Por razones estratégicas y político-electorales, Trump está en una brutal cruzada antichina, a tono con su eslogan de campaña de “America First”.

La guerra comercial, que había entrado en pausa en enero, volvió en una versión recargada con Huawei en el centro de la disputa. Washington busca darle la estocada final lo que puede tener consecuencias en la industria tecnológica si China decidiera por ejemplo, afectar firmas norteamericanas con importantes inversiones en su territorio como Apple.

El Secretario de Estado, Mike Pompeo, fue el encargado de divulgar la teoría de que el virus –al que Trump sigue llamando “virus chino”- fue creado en un laboratorio en Wuhan y desde ahí se esparció por accidente (o incluso de forma deliberada).
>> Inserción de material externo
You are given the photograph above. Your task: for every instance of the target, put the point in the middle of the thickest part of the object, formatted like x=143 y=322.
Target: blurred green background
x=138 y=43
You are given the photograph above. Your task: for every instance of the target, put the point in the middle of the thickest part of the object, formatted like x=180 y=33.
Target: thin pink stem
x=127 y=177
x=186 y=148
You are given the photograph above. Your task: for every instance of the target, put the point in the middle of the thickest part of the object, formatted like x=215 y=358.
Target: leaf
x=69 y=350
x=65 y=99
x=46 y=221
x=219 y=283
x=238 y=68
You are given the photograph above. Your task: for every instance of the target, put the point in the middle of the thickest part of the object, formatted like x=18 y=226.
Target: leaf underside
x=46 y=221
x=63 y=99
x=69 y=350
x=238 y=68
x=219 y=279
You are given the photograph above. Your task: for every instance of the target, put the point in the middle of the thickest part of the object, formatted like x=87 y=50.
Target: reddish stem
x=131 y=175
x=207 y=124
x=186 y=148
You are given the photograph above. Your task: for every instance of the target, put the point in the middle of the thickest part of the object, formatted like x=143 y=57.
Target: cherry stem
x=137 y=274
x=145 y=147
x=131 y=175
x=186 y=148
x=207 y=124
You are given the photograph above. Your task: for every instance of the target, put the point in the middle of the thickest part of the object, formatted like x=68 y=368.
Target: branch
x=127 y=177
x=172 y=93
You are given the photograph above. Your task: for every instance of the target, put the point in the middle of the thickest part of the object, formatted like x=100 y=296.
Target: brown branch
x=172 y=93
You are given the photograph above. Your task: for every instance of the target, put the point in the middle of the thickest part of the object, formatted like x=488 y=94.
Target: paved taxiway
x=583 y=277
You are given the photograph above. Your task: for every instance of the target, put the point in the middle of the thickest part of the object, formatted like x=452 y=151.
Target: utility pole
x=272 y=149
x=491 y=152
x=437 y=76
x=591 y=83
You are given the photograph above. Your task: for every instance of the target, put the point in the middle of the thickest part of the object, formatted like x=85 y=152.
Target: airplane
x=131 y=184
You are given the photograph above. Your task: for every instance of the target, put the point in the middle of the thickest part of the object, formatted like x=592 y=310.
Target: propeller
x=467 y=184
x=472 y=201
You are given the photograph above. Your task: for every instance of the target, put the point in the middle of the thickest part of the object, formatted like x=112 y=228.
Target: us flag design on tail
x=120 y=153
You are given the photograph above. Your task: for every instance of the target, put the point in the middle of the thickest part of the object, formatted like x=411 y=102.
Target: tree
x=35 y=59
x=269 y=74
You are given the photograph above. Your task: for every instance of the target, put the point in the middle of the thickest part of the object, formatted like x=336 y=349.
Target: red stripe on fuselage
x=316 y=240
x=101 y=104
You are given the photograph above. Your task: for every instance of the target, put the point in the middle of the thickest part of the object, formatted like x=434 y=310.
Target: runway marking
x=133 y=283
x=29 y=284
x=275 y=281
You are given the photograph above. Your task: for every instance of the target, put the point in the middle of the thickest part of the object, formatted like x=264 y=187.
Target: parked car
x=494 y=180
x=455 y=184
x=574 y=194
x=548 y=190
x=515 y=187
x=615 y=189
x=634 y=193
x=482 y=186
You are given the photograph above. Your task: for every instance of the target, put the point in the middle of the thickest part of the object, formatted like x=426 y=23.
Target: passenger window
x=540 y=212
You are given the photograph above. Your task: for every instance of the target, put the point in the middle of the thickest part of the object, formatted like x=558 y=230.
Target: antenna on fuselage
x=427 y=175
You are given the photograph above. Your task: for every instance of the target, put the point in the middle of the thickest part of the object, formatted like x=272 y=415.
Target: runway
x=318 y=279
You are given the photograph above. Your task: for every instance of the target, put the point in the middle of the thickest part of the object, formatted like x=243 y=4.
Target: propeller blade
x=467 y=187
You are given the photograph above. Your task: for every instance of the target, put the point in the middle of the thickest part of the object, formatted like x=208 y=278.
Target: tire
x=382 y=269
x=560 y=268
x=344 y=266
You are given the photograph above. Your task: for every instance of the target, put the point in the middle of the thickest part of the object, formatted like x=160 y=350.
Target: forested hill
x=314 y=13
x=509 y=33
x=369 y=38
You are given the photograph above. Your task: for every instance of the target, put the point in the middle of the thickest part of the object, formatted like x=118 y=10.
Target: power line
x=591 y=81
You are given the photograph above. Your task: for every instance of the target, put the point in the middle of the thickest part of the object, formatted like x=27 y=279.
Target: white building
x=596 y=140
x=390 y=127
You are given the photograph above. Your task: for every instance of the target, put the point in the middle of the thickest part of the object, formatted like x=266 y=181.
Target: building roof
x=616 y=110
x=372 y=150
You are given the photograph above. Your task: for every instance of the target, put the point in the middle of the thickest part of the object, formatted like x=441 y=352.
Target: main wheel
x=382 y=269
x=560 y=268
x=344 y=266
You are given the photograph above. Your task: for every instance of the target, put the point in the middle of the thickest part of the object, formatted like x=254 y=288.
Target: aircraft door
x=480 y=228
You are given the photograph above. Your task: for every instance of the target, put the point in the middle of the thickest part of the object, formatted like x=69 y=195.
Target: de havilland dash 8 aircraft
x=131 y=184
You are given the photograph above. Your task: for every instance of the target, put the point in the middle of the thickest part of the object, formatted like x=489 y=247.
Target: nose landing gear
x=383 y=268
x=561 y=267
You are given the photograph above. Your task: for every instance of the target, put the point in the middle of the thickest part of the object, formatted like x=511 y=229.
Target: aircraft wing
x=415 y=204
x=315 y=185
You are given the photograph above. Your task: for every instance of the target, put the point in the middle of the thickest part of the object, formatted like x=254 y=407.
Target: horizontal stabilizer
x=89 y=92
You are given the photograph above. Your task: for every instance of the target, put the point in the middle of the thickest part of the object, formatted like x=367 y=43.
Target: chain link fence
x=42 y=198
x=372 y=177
Claro que de este “cuento chino” no tiene ninguna evidencia, como tampoco las tuvo en su momento Collin Powell, el secretario de Estado del gobierno de George W. Bush, cuando usó la mentira de las armas de destrucción masiva para justificar la guerra y ocupación de Irak.

El presidente norteamericano acusa al gobierno de Xi Jinping de ser el responsable de la pandemia de coronavirus, y por consiguiente, de la depresión económica mundial causada por el confinamiento. El interés de Trump es doble: en política exterior busca aliados para condenar a China y hacerle pagar un costo económico y político. Hasta ahora, alineó parcialmente con esa línea a sus aliados tradicionales en la región: Australia y Japón. En el plano interno, apremiado por la campaña electoral, busca culpar a China por los 100.000 muertos y los 40 millones de desempleados que tiene hasta ahora Estados Unidos y está en una competencia con su rival demócrata, Joe Biden, para ver quién es el más antichino.

Esta renovada hostilidad llevó a que el ministro de relaciones exteriores chino, Wang Yi, denunciara que Estados Unidos está empujando a los dos países al borde de una nueva guerra fría.

Sin dudas la analogía es tentadora aunque imprecisa. La primera gran diferencia es de carácter ideológico, por denominarlo de alguna manera. China no representa un sistema alternativo al capitalismo, como a su manera, a pesar de la burocratización y las tendencias restauracionistas, representaba la Unión Soviética. Es sí otro tipo de capitalismo, con fuerte dirigismo estatal, pero capitalismo al fin. La segunda es económica y se deriva casi mecánicamente de la primera: las economías de China y Estados Unidos tienen una alta interdependencia, incluso después de cuatro años en los que Trump intentó desacoplar la economía norteamericana a fuerza de tarifas y políticas proteccionistas. Mientras que la Unión Soviética y Estados Unidos prácticamente no tenían ninguna relación comercial, China sigue siendo detrás de Japón el principal tenedor de bonos del Tesoro norteamericano, y es una parte esencial de las cadenas de suministro y valor de numerosas corporaciones imperialistas.

Esto hace que la disputa sea de otra naturaleza.

La Casa Blanca publicó un nuevo documento que sintetiza la política norteamericana hacia China, en línea con la estrategia de seguridad nacional de 2017 que puso al gigante asiático primero en el podio de las amenazas a la seguridad de Estados Unidos, seguido de lejos por Rusia. Este documento que el 20 de mayo fue enviado al Congreso, lleva la rúbrica de todas las agencias del estado norteamericano –del área económica, diplomática, de defensa y seguridad- que han cerrado filas detrás de una política que tiene como principio ordenador la hostilidad y la competencia, lo que tiene consecuencias económicas, políticas y militares. Y en el plano estratégico, en el que se juega el liderazgo imperialista, no hay ninguna grieta entre demócratas y republicanos.